The DEA would not respond Monday to inquiries specifically on the NFL.
Agency spokeswoman Erin Mulvey in New York told CNN, “We cannot confirm or deny the existence of any investigation.”
Depending on what is found, the case could become a civil and/or criminal case with doctors potentially going to jail if convicted of drug-related offenses.
In part, the investigation was prompted by a class-action lawsuit filed in May, 2013 in federal court by nine named retired NFL players representing 1,300 others who claim the NFL “intentionally, recklessly, and negligently created and maintained a culture of drug misuse, substituting players’ health for profit,” according to court documents.

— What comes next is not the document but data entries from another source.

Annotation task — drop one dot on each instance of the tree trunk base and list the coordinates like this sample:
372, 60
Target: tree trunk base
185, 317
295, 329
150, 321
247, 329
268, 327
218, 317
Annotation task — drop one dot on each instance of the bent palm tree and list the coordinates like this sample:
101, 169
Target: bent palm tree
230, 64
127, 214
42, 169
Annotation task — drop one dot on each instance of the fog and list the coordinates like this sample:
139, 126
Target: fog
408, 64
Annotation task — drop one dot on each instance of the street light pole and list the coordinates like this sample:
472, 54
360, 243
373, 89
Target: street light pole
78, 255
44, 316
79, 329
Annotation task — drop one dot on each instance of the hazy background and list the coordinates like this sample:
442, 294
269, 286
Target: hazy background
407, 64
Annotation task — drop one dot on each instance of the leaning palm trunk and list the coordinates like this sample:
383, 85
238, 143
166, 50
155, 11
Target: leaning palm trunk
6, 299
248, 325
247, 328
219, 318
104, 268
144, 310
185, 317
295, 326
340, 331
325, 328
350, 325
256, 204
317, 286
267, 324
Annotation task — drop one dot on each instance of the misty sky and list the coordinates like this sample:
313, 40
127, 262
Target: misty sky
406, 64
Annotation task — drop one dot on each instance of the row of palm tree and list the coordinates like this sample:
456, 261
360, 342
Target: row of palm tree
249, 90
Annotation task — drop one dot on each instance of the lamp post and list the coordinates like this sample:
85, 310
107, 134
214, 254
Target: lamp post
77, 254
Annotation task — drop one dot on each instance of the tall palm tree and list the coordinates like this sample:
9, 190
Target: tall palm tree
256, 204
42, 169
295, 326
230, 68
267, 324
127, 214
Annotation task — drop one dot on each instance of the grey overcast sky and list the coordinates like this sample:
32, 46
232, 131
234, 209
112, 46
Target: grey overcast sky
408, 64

The players’ suit accuses NFL trainers of handing out pills without prescriptions and without regard to possible dangerous interactions with other drugs.
The named players in the lawsuit include former Chicago Bears quarterback Jim McMahon who, according to the lawsuit, says he got hooked on painkillers taking as many as 100 Percocet pills a month.
“Our more than 1300 clients welcome any government investigation which aims to protect them from further harm,” Steve Silverman, attorney for the plaintiffs suing the NFL, said in a statement to CNN.
NFL Senior Vice President of Communications Greg Aiello said in a statement Monday that “we are unaware of any such investigation.”
It’s unclear at this point whether subpoenas have been prepared during this phase of the investigation.
The story was originally reported by the New York Daily News.